この人になら、全部任せても良いと思える様な。
だから、そのまま彼女の腕の中に。
ふわっと、心地良い香水の匂い。
「っ」
「いい子いい子〜」
「……どうして、ここまでしてくれるんですか?」
その疑問に。
彼女は、応えるように俺を抱き締める。
「言ったでしょ、私は君のファンだって」
「どんな事にも本気な君は、凄いし応援したくなっちゃうの」
「……だからこそ危なっかしくて、ほっとけないんだよね」
身を任せる中、聞こえる言葉。
「前の君に戻る事になっても、両親の為なら良いかなって思ってる。違う?」
「なぜなら君は、絶対に両親を安心させたい……そうでしょ?」
「普通は親が一人残る。それを振り切って、君が独り暮らしを始めたのはそれが理由でしょ?」
なんで、分かるんだ。
なんで、この人は。
「分かるよ。君みたいな危なっかしい子を、親がほっとくわけない」
「っ」
「フフッ、当たり前でしょ」
全部筒抜け。
だからもう、何も言えず。
「きっとそれに答えなんか無いよ。学校も親も友達も教えてくれない」
「どっちも正解なの。

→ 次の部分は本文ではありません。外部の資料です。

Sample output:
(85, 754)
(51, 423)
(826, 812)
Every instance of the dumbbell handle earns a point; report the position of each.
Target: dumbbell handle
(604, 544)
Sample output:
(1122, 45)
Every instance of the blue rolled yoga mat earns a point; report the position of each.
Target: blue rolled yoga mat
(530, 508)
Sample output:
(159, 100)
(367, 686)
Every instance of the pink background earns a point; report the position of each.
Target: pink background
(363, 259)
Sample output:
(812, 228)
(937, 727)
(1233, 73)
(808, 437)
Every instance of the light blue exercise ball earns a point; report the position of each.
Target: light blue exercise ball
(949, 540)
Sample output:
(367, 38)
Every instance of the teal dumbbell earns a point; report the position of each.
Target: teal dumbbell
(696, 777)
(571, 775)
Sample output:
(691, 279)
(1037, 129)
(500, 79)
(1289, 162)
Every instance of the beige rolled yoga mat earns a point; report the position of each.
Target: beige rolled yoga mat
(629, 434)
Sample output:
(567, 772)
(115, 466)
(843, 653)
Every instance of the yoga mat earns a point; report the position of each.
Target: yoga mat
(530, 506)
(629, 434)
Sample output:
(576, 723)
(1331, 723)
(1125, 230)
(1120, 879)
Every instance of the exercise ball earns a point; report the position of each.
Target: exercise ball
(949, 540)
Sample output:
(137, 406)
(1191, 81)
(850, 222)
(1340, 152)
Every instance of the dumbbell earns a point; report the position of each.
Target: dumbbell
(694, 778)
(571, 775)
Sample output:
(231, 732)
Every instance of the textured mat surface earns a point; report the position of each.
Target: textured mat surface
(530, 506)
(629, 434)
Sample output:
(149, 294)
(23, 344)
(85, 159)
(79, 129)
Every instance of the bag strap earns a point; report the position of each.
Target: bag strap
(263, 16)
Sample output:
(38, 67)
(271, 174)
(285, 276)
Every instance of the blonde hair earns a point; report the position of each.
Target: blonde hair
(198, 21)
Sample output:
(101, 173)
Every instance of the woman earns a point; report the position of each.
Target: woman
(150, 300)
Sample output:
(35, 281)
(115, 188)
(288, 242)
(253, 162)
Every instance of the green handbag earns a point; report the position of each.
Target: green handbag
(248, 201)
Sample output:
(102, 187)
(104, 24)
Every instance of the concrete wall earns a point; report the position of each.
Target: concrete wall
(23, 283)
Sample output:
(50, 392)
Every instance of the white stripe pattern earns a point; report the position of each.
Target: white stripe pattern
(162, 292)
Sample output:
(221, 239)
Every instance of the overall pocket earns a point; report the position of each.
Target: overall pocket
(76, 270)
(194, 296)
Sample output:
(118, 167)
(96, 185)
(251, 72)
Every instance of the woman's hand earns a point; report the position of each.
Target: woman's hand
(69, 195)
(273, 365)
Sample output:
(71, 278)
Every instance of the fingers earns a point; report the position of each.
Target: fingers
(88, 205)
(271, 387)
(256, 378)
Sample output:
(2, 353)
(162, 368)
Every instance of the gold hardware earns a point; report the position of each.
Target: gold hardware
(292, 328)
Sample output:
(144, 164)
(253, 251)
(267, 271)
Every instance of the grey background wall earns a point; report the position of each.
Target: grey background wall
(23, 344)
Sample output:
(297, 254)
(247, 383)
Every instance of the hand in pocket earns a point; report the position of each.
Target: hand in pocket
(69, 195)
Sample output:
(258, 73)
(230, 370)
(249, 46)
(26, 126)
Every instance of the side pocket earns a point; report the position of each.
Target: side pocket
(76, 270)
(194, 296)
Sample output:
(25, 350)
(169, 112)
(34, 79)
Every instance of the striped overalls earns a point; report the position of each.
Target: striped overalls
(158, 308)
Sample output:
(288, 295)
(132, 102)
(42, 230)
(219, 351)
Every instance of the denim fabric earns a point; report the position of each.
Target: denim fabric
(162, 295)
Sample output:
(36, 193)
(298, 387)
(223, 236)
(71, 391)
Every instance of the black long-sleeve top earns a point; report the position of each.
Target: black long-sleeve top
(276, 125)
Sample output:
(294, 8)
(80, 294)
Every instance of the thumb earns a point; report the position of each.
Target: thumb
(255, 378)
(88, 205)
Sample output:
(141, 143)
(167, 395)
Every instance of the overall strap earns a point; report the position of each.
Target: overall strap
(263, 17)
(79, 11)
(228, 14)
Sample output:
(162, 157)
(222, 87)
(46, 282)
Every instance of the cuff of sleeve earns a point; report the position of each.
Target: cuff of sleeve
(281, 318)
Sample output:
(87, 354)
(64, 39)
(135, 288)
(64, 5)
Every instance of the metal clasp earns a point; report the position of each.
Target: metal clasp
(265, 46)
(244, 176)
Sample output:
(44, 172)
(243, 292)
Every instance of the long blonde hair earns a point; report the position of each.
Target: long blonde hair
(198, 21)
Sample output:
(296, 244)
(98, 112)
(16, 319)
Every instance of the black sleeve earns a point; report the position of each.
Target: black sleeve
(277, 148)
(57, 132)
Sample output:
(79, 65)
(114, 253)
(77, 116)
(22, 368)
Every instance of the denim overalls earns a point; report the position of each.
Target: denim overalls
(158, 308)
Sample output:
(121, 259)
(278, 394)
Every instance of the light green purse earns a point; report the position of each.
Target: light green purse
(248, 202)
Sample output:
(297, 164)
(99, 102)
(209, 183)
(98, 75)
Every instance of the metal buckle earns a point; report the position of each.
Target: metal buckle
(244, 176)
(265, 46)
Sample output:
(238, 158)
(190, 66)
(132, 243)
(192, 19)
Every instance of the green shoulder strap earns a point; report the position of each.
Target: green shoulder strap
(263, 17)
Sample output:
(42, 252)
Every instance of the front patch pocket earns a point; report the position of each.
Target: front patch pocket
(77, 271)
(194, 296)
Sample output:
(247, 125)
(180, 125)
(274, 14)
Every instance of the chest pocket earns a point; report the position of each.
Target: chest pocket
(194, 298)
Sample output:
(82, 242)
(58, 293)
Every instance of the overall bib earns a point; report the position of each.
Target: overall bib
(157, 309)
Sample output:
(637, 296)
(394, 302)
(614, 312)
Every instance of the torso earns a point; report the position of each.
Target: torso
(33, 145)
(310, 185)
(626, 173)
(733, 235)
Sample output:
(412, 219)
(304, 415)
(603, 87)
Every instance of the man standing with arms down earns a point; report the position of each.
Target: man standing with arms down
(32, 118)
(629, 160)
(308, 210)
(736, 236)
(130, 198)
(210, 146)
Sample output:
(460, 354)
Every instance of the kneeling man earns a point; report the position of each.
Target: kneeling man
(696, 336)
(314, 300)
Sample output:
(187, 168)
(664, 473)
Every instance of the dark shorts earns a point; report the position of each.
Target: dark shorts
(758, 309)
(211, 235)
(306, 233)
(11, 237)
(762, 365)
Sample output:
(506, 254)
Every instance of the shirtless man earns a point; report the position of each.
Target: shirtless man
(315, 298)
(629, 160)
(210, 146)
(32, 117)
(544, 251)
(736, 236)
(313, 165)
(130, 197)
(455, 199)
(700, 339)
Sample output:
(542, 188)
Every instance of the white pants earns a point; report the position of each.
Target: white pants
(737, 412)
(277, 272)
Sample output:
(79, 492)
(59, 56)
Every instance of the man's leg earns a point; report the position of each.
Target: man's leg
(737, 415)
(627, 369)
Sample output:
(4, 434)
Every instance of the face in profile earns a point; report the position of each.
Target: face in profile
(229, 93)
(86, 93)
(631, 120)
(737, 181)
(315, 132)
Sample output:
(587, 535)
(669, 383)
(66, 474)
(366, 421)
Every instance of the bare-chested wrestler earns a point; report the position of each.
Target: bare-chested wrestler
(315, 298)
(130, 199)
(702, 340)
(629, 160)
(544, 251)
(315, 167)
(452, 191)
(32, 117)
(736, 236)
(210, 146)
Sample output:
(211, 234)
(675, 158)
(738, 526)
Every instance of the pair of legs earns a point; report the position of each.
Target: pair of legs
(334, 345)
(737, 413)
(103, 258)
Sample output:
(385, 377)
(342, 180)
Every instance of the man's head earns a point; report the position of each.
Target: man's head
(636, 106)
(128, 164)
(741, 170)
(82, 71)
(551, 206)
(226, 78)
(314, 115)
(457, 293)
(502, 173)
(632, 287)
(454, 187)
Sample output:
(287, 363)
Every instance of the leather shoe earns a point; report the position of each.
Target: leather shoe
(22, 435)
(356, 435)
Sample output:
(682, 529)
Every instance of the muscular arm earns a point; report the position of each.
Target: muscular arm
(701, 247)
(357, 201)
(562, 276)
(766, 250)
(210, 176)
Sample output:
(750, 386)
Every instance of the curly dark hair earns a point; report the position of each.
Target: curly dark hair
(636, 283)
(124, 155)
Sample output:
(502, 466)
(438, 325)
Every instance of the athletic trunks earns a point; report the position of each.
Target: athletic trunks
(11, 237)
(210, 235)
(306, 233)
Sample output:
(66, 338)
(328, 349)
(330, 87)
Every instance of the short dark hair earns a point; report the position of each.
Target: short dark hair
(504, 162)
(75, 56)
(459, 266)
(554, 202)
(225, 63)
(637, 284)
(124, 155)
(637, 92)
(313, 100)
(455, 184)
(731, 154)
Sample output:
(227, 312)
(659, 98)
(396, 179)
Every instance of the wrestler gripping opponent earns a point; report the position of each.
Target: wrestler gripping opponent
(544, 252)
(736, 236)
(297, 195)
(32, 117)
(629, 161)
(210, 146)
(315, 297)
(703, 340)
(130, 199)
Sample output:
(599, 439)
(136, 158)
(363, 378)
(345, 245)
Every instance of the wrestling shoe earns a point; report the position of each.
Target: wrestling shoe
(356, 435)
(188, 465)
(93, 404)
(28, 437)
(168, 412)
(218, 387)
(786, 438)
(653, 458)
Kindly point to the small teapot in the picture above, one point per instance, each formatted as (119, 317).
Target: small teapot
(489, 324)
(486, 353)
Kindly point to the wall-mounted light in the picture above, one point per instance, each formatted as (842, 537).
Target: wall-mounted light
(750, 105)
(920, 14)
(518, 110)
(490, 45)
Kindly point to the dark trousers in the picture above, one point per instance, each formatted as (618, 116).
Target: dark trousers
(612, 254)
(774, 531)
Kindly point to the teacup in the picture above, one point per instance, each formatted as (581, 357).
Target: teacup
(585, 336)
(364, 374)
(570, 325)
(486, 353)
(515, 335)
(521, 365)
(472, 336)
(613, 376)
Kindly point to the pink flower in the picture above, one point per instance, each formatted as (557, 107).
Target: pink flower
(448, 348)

“黒”でも“虹”でも、君が悩んで出したのならそれが良い」
「でもそれを出す前に周りに存分に甘えた方が良い。落ち着いて、後悔の無い選択を出来るように。いいや違うか……“後悔が無くなるように”」
人に抱かれる事なんて、何年前の事か分からない。
人に抱かれるのが、こんなに暖かい事だったなんて。
「君はきっと――“黒”……を選ぶことになるから」
でも、最後。
囁く様なその声は、聞き取れなかった。
「……もう良い?」
「……はい。ありがとうございました、じゃあもうこれで」
「やだ★」
「グオ」
「もうちょっと堪能」
「ゴギガガガギゴ」
ま、また息が——
「――あっ、ちょリオちゃん! 今は——」
遠く、スタッフさん。
また視界が真っ暗になって、聞こえた声。
「——え……お、おねーちゃん……?」
「あ」
「とー、まち……?」
「ゴッ(こんばんは、奇遇ですね。少し助けて頂けませんか?)」
覇王と魔王が揃ってしまった……(世界終焉)。